Nadia DiukIt was with deep sadness the Board and staff of the National Endowment for Democracy (NED) learned of the passing of our long-time colleague and friend Nadia Diuk.  Nadia, who had served the Endowment for 32 years, most recently as Senior Advisor and previously as Vice President for Programs, died at home on January 23, 2019 after a long illness.

National Endowment for Democracy President Carl Gershman spoke for all who knew and worked with Nadia, saying, “Nadia blessed us with her work, her dedication, her brilliance, and her friendship.  We loved her deeply, and she will be missed by us all. May her soul rest in peace.”

The daughter of Ukrainian refugees who fled to Great Britain during World War II, Nadia dedicated her life and work to the advancement of freedom and democracy not just in Ukraine, but throughout the entire region that had been dominated by, and later liberated from, the Soviet Union.

Nadia came to NED as a program officer in 1987, three years after the Endowment’s founding, and went on to lead the NED’s grant making in Europe and Eurasia, providing crucial support to countless civil-society groups throughout Eastern Europe and the Soviet Union.  Later in her career, she added Latin America and the Caribbean and Africa programs to her NED portfolio.

On January 22, 2019, a day before her passing, Nadia received The Order of Princess Olga (III degree), one of Ukraine’s highest state honors, from the President of Ukraine in recognition of her life’s work in furthering democracy and supporting Ukraine’s sovereignty.

Marc Plattner, the co-editor of NED’s Journal of Democracy and first Director of Programs, and who worked closely with Nadia throughout her tenure at NED, reflected that “Nadia was deeply committed to her Ukrainian heritage, but she was no less committed to freedom and democracy–not only for the people of Ukraine, but for peoples everywhere.
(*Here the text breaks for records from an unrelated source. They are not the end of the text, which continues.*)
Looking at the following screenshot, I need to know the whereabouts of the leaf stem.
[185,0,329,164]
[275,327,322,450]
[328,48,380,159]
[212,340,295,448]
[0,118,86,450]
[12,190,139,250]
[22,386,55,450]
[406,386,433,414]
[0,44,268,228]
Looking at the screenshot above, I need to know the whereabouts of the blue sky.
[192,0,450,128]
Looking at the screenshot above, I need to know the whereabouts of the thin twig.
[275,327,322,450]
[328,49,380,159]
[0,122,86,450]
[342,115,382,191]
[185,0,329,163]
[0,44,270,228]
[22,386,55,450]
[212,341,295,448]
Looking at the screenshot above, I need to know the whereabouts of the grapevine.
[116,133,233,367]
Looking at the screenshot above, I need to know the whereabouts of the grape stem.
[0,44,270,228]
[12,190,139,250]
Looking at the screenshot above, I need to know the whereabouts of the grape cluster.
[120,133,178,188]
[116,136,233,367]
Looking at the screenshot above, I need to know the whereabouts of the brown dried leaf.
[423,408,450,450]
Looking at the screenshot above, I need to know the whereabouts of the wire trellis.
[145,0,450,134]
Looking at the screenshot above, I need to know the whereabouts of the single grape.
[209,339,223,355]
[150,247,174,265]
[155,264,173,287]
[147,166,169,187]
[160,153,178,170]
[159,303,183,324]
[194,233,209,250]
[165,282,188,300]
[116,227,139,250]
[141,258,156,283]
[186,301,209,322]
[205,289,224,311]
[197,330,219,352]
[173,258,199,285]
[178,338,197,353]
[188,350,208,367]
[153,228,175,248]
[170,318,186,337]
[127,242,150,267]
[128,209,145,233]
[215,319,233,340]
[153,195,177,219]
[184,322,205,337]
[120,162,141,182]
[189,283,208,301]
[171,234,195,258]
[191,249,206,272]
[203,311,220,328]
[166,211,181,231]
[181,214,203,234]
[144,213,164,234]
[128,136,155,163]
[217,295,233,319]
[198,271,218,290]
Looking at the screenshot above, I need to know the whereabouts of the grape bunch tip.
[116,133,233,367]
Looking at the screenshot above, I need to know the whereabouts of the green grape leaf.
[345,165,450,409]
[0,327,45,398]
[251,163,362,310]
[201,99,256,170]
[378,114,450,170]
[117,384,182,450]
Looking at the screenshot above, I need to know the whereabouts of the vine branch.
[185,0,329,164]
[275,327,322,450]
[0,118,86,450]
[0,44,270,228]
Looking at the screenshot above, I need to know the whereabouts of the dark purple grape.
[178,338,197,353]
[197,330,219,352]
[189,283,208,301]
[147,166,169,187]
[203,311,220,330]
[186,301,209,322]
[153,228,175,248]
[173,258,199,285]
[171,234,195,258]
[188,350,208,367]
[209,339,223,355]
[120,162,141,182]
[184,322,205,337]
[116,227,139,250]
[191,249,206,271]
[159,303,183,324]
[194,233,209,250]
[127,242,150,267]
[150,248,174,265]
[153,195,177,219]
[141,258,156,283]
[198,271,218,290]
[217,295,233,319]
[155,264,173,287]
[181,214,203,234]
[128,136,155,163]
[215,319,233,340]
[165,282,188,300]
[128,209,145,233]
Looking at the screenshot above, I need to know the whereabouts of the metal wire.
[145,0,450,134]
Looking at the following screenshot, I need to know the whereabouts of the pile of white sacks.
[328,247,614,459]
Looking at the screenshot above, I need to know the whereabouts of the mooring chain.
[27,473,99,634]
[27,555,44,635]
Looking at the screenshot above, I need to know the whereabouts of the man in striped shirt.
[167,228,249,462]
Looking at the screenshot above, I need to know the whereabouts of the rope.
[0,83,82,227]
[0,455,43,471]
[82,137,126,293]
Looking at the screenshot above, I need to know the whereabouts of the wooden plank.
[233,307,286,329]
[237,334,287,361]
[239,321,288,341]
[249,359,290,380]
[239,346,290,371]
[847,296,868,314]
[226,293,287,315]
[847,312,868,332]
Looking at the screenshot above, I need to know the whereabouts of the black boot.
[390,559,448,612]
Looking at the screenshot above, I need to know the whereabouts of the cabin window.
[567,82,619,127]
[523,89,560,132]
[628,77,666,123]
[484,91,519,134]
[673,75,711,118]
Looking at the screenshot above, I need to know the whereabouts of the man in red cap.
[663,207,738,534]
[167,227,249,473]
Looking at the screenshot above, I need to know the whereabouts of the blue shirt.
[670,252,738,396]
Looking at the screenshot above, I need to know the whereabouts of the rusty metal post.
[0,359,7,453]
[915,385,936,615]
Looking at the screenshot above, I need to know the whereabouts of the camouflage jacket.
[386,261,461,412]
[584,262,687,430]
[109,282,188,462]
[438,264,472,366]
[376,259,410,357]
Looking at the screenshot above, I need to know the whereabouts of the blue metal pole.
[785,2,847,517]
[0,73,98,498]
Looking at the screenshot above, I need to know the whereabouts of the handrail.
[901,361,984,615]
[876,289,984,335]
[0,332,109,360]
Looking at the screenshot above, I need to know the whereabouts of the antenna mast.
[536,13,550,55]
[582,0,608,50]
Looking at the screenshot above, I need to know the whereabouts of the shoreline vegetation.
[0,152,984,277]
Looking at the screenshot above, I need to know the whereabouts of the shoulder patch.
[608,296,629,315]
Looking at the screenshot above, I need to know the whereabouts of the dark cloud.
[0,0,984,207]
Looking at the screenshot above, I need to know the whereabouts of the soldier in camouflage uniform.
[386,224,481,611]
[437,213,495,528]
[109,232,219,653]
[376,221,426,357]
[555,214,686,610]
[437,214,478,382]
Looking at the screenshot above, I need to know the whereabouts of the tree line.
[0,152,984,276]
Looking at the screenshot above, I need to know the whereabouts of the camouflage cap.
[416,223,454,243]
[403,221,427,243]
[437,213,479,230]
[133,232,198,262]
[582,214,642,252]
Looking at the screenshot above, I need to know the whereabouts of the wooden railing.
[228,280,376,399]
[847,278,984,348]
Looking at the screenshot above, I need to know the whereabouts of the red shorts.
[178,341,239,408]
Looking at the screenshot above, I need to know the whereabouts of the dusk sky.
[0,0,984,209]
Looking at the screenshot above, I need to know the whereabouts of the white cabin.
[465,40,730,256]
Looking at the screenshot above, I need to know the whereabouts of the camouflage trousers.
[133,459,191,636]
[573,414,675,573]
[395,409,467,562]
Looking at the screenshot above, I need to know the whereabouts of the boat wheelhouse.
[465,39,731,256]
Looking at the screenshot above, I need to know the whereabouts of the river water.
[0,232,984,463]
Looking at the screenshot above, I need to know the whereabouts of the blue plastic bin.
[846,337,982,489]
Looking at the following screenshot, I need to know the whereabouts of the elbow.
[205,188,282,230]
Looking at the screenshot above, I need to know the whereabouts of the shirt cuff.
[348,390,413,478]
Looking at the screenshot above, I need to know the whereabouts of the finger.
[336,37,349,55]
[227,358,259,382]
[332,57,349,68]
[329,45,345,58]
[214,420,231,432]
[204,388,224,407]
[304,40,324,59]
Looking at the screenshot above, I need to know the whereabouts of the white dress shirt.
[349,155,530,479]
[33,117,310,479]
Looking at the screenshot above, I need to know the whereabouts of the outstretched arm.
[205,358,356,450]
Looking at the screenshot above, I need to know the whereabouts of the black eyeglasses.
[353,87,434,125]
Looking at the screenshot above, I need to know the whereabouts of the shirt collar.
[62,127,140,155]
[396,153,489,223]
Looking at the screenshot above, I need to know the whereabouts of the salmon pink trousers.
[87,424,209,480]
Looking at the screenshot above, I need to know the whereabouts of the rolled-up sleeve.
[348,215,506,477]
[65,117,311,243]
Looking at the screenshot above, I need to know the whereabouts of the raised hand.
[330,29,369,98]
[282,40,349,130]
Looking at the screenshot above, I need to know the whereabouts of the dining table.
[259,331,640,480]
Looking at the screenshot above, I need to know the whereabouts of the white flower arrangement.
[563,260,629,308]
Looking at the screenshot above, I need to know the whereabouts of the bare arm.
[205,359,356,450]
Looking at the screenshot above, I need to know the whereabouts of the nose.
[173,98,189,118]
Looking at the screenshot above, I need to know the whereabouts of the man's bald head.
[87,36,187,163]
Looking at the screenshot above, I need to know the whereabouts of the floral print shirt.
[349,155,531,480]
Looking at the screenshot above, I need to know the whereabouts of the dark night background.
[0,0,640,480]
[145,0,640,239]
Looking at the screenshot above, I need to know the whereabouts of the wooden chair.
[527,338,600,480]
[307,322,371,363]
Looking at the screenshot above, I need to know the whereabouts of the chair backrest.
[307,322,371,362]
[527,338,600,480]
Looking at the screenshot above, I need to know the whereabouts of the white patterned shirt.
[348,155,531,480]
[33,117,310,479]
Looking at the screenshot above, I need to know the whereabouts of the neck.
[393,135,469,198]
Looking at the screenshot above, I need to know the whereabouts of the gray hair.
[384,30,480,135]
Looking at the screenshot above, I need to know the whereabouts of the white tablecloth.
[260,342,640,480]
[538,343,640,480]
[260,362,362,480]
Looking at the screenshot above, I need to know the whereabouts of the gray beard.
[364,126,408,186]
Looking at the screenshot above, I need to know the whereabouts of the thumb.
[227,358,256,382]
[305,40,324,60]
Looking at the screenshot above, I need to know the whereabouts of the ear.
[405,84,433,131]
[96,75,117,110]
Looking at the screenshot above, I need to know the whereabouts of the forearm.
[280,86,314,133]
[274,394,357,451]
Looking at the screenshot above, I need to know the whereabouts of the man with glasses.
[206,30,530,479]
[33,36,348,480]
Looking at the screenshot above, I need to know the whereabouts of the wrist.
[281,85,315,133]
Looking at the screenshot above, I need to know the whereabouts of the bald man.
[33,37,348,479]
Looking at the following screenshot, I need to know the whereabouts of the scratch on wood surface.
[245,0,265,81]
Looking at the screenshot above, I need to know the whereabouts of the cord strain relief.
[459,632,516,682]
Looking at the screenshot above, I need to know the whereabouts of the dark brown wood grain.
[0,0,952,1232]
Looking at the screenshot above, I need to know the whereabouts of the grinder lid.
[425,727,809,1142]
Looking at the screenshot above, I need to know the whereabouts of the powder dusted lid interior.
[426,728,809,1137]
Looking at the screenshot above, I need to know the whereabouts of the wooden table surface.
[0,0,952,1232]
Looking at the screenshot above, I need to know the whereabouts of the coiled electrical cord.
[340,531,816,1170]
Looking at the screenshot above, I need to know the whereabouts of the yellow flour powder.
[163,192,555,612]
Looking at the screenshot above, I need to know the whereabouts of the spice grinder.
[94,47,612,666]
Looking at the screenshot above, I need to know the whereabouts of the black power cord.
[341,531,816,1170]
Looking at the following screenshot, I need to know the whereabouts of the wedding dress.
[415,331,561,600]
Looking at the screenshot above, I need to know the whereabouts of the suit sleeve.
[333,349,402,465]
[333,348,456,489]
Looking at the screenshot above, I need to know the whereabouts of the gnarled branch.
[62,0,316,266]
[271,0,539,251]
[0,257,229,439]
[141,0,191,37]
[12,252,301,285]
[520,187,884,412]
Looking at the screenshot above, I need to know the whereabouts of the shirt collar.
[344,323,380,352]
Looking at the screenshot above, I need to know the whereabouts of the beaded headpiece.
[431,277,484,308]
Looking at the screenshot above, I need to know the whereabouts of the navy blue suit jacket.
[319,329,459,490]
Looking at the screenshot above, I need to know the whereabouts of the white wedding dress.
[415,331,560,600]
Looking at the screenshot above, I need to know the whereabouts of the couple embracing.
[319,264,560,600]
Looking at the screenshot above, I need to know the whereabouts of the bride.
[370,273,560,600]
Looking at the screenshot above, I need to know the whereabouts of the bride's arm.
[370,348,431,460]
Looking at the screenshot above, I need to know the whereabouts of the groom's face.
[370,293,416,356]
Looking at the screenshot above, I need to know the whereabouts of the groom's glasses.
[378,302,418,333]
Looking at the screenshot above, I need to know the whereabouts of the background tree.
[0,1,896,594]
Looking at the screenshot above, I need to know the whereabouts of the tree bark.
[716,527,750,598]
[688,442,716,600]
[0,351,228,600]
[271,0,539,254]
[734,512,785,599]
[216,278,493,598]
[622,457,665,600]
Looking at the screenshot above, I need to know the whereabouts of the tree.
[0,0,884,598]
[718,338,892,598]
She will be sorely missed by all who witnessed her unrelenting labors in support of democracy in the former Soviet bloc and around the world.”

A historian by training, Nadia’s work was informed by her deep knowledge and research about the diverse peoples of the Soviet Union and the “Captive Nations.”  She co-authored two books, the Hidden Nations (1990), and New Nations Rising (1992), detailing the struggles of these populations for freedom and self-determination.  In 2012, she authored a third book, The Next Generation in Russia, Ukraine, and Azerbaijan.

Barbara Haig, NED’s Deputy to the President for Policy and Strategy, who worked hand in hand with Nadia for decades, said, “Nadia’s contribution to NED, Ukraine, and the democracy world writ large cannot be measured.  With her calm grace she fought the good fight, finding and nurturing younger generations of democratic activists throughout Eurasia, and helping them to define and find constructive ways to work toward achieving their dreams.” On a personal note, Barbara added that Nadia “loved to walk the side streets of cities in Eastern Europe, tracking down the best historical maps of Ukraine and the borderlands in small dusty shops, and was a dedicated member of the choir at her church and at NED Holiday parties.  She demonstrated so much courage these last two years of struggle — she uplifted and inspired us all. We loved her and will miss her.”

Read NED President Carl Gershman’s eulogy delivered at Nadia Diuk’s memorial service.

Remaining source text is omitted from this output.